With my massive soul I open
my brother’s heart,
where fire rumbles,
rocks grind against each other,
and the moon rots in wounds
of black branches across his eyes.
In the fire base metals of my voice
unswirl molten,
on the dark as light,
whether sword or figurine of brotherhood,
the mold awaits in him.

The compliant pretty face, the soft padded shoulders,
of Integrity, in soft soled shoes of a sycophant,
in pantomimic cities, chemically lifted to climax,
with gold boned laughter in their hearts,
while despair flaps over the land of sybarites,
whose lives crumb for crumb, grain for grain,
root for root,
is in the service of banks.

                                                           America,
I look at you with distraught eyes, I,
stroked by storm’s smoking hand, I,
among untampered, temperamental young wild winds,
that give their soft hair and young bodies,
to trees and flowers driven mad,
placed in even lines,
I, like twenty mule teams
lugging boulders across earth, up mountains,
evaluate you,
I, a wind at your furrows,
I, rain at your furrows, destroy the symmetry,
and discern new cultivation,
feed seeds of what I see and feel,
with dreams, a new reality.

I want Justice afoot in each house,
whether parquet floor or mud floor.
I do not want its sweet face,
its drop of blood pinched from a pimple,
or a cherry in a gentleman’s evening drink its pride.
It roars at a culture’s silence
by dropping its judgement, a great avalanche of rocks
upon the guilty breast, and polished boots get dusty,
dark roads where robbers feast, close down.
But today Justice does not do this.
I want Justice to be a beast free of reins, unrepressed,
respected over the earth.
I want it here in America, while we sit before our fires,
to approach out of the shadows we fear.
I want its raw bellow
to awake our lethargic hearts like a sleepless whip!

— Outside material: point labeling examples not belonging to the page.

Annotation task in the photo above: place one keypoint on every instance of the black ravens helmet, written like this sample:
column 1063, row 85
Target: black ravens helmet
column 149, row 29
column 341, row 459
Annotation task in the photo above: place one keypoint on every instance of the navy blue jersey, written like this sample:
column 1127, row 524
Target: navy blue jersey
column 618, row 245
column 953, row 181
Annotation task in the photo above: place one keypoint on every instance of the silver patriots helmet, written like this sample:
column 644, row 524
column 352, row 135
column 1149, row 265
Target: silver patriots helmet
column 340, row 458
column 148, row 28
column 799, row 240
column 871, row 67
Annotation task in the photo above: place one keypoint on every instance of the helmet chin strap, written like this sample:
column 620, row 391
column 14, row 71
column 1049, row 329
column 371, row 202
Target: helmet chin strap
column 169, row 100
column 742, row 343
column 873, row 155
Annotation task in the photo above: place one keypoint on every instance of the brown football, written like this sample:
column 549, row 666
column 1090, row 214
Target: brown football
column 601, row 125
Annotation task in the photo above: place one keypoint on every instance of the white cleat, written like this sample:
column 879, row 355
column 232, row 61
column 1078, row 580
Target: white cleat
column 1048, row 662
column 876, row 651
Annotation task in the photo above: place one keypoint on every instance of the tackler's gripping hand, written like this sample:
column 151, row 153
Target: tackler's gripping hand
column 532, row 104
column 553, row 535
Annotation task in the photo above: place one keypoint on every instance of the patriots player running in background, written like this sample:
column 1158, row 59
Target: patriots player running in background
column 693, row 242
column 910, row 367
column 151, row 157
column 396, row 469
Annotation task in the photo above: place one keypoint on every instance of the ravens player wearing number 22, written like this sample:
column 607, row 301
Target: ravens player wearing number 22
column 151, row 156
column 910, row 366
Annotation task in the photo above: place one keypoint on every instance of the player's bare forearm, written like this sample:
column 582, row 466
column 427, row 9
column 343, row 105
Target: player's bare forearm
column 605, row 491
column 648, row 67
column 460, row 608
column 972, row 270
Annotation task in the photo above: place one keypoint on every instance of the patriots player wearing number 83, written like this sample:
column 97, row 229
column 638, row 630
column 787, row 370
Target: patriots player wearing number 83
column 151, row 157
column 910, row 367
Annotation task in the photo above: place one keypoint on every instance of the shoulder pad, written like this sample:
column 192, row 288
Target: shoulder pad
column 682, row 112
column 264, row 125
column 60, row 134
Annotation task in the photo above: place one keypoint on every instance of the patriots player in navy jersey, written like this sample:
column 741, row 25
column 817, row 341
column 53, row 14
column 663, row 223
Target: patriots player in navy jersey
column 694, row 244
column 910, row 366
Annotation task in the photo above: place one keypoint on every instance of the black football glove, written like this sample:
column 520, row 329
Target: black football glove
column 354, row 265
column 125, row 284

But in dark valleys where cities thrive,
Justice leans against a lamp post,
lips painted pink, or in private clubs,
panting under red lights, she fingers g-strings,
while patrons count their money.

I know she does not need this,
and does not need million dollar lawyers,
she needs us,
and here in this cell, I take
her chilled calloused fingers in mine,
brush gray hair from her old faded eyes,
and with my shaggy spirit around her
for a warm blanket,
I watch her drink the bitter medicine of my struggle,

Medicine found in the heart,
in the common needs of common people,
medicine made with my hands and eyes,
medicine made from hunger and lies and violence,
medicine of the blood of each living person.